2. Intraoperative Factor VIII was then administered at a rate of 4u/k/hr intra-operatively and for days one through four after surgery. This was then followed by 3u/k/hr of Factor VIII for two days followed by home IV therapy Factor VIII, three times a day, for 4-6 days.
Twelve patients were included in the study, eight patients with von Willebrand disease (VWD) mild type 1, three with Factor VIII deficiency, and one with platelet dysfunction responsive to DDAVP. Nine adenotonsillectomies were performed: five in patients with VWD, three with Factor VIII deficiency, and one with platelet dysfunction. One patient with VWD had tonsillectomy performed alone.

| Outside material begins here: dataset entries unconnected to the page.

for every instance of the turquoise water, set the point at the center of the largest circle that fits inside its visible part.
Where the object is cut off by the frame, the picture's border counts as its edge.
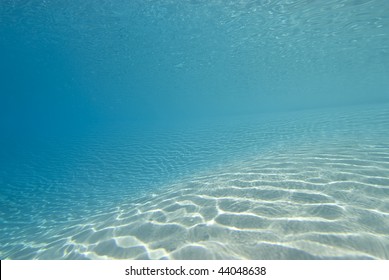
(194, 129)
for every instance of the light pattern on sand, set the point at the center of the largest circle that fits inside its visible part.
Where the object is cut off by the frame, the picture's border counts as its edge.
(319, 191)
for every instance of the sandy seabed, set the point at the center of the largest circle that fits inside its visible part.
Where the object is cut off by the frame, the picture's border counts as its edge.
(324, 195)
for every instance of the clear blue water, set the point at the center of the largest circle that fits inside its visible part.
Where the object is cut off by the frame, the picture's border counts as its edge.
(161, 129)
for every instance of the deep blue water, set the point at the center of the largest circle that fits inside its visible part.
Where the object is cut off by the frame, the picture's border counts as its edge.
(149, 129)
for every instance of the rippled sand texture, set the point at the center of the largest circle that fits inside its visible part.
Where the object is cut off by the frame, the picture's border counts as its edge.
(321, 192)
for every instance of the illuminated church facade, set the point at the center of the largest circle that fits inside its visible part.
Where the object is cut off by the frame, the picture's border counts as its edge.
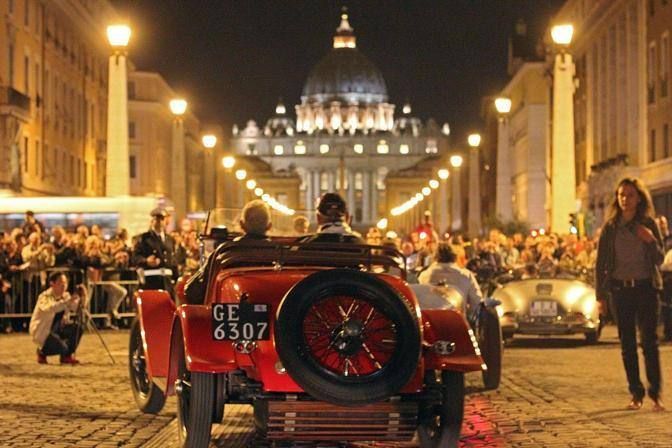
(345, 136)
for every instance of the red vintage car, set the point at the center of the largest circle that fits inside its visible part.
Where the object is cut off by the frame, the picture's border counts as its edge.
(326, 341)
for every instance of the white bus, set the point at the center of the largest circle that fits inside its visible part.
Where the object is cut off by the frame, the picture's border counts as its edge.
(110, 213)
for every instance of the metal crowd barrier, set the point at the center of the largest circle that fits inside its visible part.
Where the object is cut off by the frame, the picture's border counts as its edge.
(26, 286)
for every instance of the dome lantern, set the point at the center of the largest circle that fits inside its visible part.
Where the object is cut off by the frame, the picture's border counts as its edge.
(345, 35)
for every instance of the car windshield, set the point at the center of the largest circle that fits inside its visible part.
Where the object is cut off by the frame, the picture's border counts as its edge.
(282, 224)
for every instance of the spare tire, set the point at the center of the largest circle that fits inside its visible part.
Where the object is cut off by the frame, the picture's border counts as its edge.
(347, 337)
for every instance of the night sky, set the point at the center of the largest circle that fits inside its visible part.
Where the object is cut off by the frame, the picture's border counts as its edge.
(233, 59)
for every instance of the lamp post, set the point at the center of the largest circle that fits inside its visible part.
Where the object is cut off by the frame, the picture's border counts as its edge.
(178, 107)
(117, 170)
(443, 199)
(474, 212)
(209, 142)
(563, 175)
(456, 162)
(228, 185)
(503, 202)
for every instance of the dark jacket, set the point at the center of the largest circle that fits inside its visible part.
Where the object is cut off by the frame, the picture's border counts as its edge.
(606, 252)
(150, 243)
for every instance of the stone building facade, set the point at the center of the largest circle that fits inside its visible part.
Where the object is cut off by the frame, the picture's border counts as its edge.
(53, 96)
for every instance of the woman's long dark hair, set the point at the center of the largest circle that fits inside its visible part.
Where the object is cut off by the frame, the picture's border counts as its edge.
(644, 207)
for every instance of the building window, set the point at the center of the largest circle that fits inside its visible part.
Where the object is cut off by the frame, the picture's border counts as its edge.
(324, 181)
(359, 181)
(381, 174)
(651, 75)
(26, 75)
(300, 148)
(664, 63)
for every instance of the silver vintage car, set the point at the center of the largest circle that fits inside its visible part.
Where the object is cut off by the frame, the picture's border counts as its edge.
(558, 305)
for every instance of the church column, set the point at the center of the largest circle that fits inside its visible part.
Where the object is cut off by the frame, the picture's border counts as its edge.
(374, 197)
(351, 191)
(366, 197)
(308, 180)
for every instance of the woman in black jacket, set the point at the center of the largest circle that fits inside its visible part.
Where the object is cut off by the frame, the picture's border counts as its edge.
(629, 254)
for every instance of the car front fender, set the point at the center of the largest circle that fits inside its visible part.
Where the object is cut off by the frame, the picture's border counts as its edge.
(450, 326)
(155, 311)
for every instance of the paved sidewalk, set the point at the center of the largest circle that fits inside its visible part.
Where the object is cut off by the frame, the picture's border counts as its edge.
(555, 393)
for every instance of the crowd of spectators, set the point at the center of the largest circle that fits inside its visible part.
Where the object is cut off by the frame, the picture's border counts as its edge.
(29, 251)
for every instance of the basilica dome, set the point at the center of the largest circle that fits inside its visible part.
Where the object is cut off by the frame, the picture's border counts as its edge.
(344, 92)
(345, 75)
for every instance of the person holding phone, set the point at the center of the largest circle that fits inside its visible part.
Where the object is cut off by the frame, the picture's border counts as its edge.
(630, 251)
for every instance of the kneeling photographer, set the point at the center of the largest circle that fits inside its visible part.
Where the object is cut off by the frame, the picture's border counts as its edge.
(54, 325)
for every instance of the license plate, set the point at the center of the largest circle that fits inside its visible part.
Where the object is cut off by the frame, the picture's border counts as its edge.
(235, 321)
(545, 308)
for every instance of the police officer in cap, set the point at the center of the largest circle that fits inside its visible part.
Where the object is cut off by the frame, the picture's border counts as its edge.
(155, 253)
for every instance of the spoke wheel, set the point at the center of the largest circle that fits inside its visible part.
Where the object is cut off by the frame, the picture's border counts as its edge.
(347, 337)
(195, 404)
(440, 423)
(149, 398)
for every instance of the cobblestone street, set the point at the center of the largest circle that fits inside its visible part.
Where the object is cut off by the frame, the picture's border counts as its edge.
(555, 392)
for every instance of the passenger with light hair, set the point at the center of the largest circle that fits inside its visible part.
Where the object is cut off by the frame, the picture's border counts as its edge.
(255, 220)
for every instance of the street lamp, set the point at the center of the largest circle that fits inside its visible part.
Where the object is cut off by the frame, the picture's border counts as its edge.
(117, 169)
(178, 107)
(228, 162)
(209, 141)
(241, 174)
(503, 203)
(563, 174)
(456, 162)
(474, 212)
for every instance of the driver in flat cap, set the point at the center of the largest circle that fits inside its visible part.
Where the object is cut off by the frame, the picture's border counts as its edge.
(333, 222)
(155, 253)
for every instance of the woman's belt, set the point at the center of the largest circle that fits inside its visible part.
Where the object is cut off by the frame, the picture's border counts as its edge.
(631, 283)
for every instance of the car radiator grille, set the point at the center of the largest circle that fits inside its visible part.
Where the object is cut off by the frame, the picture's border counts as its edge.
(314, 420)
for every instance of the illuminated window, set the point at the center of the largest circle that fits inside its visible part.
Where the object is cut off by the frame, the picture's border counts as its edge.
(380, 177)
(359, 181)
(299, 148)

Results: Age range of the study population was two-ten with a mean of 6.25 years. Four of ten patients had tonsillectomy performed by electrocautery, six had tonsillectomy performed by cold steel technique. Intraoperative blood loss ranged from 10cc to 50 cc with an average of 32.9 overall. Average blood loss for the tympanoplasties was 10cc, for the tonsillectomies and adenoidectomies 37.5cc. Hospital admission ranged from 23 hours to six days. The VWD population had an average admission stay of 23 hours while the Factor VIII deficiency patients had a range of three to six days and average of 4.3 days. There were no post-operative bleeding complications.
The finds revealed that use of DDAVP pre-operatively constitutes an effective peri and post operative prophylactic regimen for mild to moderate type 1 VWD patients undergoing adenotonsillectomy. In this study there were no complications and the admission time was relatively short. Factor VIII deficiency results in more severe bleeding. Although only a small number of patients with this disorder were in the study, the treatment protocol proved efficacious in reducing the risk of post-operative bleeding.
Conclusions: This research suggests a new standard of care for the management of mild bleeding disorders in patients undergoing adenotonsillectomy. Cooperation between the otolaryngologist and the hematologist in the management of the patient with a bleeding disorder needing surgery is essential.